Levantamento feito com 87 indicadores oficiais, 44 pioraram no primeiro semestre da gestão do governo Jair Bolsonaro. Entre os indicadores que mais apresentam deterioração estão os de educação, saúde e meio ambiente

Bolsonaro propõe barbaridades na educação
Bolsonaro propõe barbaridades na educação (Foto: Reuters)

247 - Em levantamento feito pelo jornal Folha de S. Paulo aponta que em 87 indicadores nacionais, que vão da economia ao meio ambiente, a maioria regrediu nos primeiros seis meses de governo Jair Bolsonaro.

Dos 87 indicadores oficiais analisados, 44 pioraram, 15 permaneceram estáveis e 28 apresentaram alguma melhora. "Entre os indicadores que mais apresentam deterioração estão os de educação, saúde e meio ambiente", destaca a reportagem.

Quando analisados os índices econômicos, sob o comando do ministro Paulo Guedes, os setores que mais regrediram foram o comércio exterior, indústria e endividamento das famílias.

Na avaliação do economista Simão Silber, professor da USP e membro do conselho da Fipe (Fundação Instituto de Pesquisas Econômicas) ouvido pela Folha, a retomada viria mais rápido com um empenho do governo na realização de obras.

"O governo federal está com milhares de obras paradas. Teria que fazer uma triagem das que não são um fracasso para concluir, além de acelerar um pouco o programa Minha Casa Minha Vida", afirmou.

Na educação, só houve melhora em apenas 1 de 12 indicadores elencados na área de educação: o ministério ofereceu mais contratos do Fies, o programa de financiamento estudantil. No entanto, os cortes no orçamento leveram a queda no número de bolsas de pesquisa e esvaziamento de ações para a educação básica. Investimentos federais para bolsas de alfabetização e apoio à educação integral foram zerados.

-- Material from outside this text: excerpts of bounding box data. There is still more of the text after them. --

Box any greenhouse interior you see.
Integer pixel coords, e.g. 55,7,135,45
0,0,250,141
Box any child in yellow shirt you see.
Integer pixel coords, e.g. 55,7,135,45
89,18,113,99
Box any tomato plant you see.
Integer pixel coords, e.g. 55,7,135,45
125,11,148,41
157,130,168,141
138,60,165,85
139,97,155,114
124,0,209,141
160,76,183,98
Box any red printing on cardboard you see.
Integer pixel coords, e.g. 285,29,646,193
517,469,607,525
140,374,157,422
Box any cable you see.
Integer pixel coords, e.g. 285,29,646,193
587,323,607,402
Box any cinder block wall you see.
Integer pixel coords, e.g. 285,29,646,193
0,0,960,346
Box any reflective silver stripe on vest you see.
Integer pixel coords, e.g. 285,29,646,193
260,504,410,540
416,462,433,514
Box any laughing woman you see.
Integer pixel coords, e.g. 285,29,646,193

O corte de R$ 5,8 bilhões do orçamento, impactou desde educação infantil à pós-graduação.

Na saúde, os dados apontam piora na oferta de assistência básica, área que representa a porta de entrada para o SUS. "Um exemplo é a queda no número de médicos que atuam nas unidades básicas de saúde, locais que, no parâmetro ideal, deveriam resolver até 80% dos casos que chegam ao sistema. Antes em crescimento, o número de profissionais passou de 30 mil, segundo dados de junho do último ano, para 26 mil neste ano", aponta a reportagem, destacando ainda a queda no número de agentes comunitários de saúde.

Segundo especialistas ouvidos pela Folha, o desmonte do programa Mais Médicos é a principal causa da piora dos índices.

No meio ambiente, recente foco de crise entre Bolsonaro e técnicos da área, o desmatamento na Amazônia subiu 25% nos meses de abril, maio e junho de 2019 em comparação a mesmo período de 2018.